The chicken is then wrapped in huge lotus leaves, and packed in mud that’s mixed with Shaoxing wine and salt water. The classic recipe calls for six pounds of mud.
After baking in a steady heat for three to four hours, the chef usually presents the mud pile and cracks it open before the guests, unveiling the succulent meat and wonderful aroma.
After hours of stewing inside the lotus leaves, the meat is tender and juicy; it falls easily off the bone.
Sounds like a dish with a dash of history…
It certainly is, although food historians are split on its origins. Most seem to think that it hails either from Hangzhou or Changsu, two cities along the Yangtze River near Shanghai.
According to popular folklore, a beggar stole a chicken from a farm. As he began to build a fire he heard the sound of horses approaching. Fearing capture, he wrapped the bird in lotus leaves and buried it in the mud near the fire.
When he finally unearthed it hours later, he was delighted to discover he had cooked up a delicious dish.
Is it seasonal?
No, the dish can be eaten year-round. Pair it up with a bottle of aged Huadiao, Chinese port.
What do you need to know before ordering?

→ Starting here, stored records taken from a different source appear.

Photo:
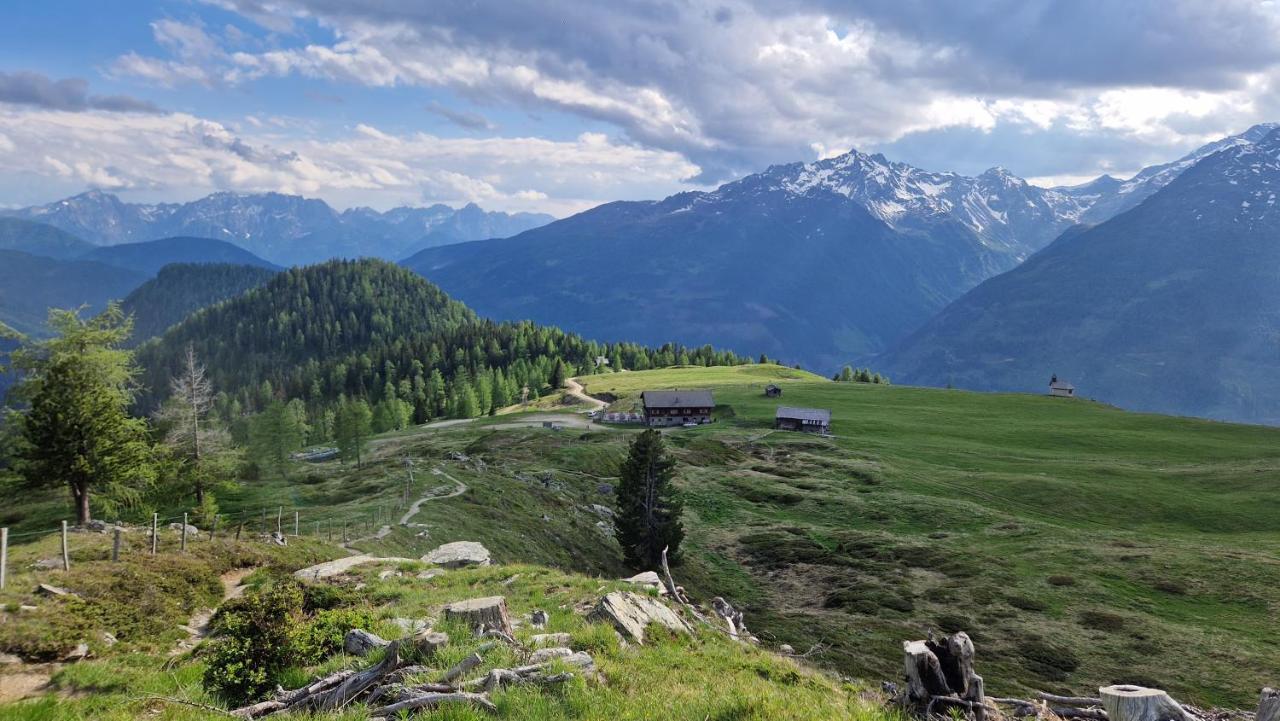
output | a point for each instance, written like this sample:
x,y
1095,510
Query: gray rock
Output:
x,y
649,579
544,640
631,612
359,642
544,655
458,555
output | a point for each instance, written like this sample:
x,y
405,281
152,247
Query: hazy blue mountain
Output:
x,y
40,238
182,288
282,228
30,284
150,256
801,274
1171,306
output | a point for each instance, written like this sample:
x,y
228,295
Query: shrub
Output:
x,y
324,633
254,643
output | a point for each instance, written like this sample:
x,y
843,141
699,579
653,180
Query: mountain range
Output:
x,y
282,228
817,263
1171,306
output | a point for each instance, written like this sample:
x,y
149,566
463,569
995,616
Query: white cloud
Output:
x,y
362,167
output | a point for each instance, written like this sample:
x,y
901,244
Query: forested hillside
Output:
x,y
183,288
373,331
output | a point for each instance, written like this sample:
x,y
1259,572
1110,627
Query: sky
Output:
x,y
556,106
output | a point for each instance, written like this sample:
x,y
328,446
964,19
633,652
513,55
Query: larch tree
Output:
x,y
648,503
77,430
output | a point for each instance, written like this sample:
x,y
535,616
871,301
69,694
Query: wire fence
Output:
x,y
277,523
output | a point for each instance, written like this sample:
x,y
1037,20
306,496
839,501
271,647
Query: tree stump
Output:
x,y
489,612
941,671
1138,703
1269,706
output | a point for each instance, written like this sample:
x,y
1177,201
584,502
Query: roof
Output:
x,y
819,415
677,400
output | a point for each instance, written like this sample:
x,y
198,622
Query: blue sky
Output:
x,y
554,106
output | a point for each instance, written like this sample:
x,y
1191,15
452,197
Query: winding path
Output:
x,y
575,388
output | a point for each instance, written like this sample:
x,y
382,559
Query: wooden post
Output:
x,y
67,558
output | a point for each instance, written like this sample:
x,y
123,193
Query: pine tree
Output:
x,y
648,505
352,428
77,429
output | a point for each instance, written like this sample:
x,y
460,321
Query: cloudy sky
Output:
x,y
556,106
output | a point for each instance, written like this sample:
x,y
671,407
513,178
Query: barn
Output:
x,y
805,420
677,407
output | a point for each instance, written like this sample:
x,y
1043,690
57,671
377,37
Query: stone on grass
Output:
x,y
648,579
458,555
359,642
631,612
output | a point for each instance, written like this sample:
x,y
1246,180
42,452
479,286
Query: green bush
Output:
x,y
324,633
254,643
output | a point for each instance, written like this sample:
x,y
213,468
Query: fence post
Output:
x,y
67,558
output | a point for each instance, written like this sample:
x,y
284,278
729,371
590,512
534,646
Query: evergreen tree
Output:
x,y
77,429
273,434
352,428
648,505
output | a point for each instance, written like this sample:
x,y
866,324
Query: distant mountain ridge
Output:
x,y
1173,306
282,228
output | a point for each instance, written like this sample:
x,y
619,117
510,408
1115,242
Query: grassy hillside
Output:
x,y
1077,543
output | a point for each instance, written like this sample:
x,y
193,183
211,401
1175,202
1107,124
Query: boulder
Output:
x,y
359,642
489,612
649,579
458,555
544,655
631,612
547,640
341,566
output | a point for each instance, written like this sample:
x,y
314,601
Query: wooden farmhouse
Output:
x,y
1060,388
805,420
677,407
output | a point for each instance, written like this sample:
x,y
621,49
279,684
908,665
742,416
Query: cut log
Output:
x,y
1138,703
489,612
1269,706
359,642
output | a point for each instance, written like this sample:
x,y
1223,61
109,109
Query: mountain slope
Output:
x,y
283,228
31,284
183,288
40,238
150,256
1173,306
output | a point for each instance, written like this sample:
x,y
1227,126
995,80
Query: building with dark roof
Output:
x,y
677,407
805,420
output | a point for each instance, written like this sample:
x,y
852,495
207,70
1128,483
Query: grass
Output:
x,y
1077,543
680,678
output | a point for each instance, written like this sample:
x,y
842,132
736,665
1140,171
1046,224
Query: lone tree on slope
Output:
x,y
648,514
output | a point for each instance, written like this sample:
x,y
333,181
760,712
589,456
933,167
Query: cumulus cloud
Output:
x,y
734,85
69,94
364,167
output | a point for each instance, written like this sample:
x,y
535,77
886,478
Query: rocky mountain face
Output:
x,y
282,228
1173,306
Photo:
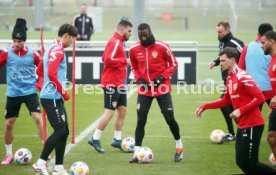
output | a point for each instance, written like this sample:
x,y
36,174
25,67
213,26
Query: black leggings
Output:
x,y
166,106
247,151
57,117
226,111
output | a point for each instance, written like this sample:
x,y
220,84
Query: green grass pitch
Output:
x,y
201,156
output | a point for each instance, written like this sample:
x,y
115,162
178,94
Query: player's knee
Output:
x,y
169,116
271,138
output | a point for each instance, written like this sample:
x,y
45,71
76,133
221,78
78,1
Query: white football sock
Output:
x,y
97,134
41,162
9,149
59,168
179,143
137,150
118,135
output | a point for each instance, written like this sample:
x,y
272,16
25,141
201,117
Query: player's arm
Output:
x,y
223,102
172,63
134,65
3,57
253,90
242,58
39,70
109,57
56,56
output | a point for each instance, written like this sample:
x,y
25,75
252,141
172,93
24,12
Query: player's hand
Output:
x,y
143,83
235,114
273,102
157,81
212,64
78,36
198,112
128,61
66,96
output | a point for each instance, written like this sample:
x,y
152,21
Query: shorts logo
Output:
x,y
154,54
63,117
114,104
138,106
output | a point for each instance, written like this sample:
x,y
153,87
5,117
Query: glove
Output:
x,y
66,96
157,81
143,83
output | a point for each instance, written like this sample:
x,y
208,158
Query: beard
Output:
x,y
125,37
267,51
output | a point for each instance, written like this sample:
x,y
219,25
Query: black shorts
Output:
x,y
55,111
272,121
13,105
114,97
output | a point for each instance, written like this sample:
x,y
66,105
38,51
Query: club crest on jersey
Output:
x,y
273,67
138,106
114,104
154,54
235,86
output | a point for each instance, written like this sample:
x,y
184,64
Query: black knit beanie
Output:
x,y
19,30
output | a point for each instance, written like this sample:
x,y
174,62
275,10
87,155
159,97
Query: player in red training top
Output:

Due to the lengthy cooking process, restaurants will require that you pre-order it. In most circumstances you need to give at least a day’s notice.
And the best place to eat it?
Louwailo in Hangzhou, 30 Gushan Road, Solitary Island (+86571 8796968); or if you happen to travel to Hong Kong, Tien Heung Lau offers some of the finest Hangzhou cuisine, 18C Austin Avenue, Kowloon (+852 26622414); Lung King Heen in Hong Kong’s Four Seasons also serves it up, but calls it “Fortune Chicken”.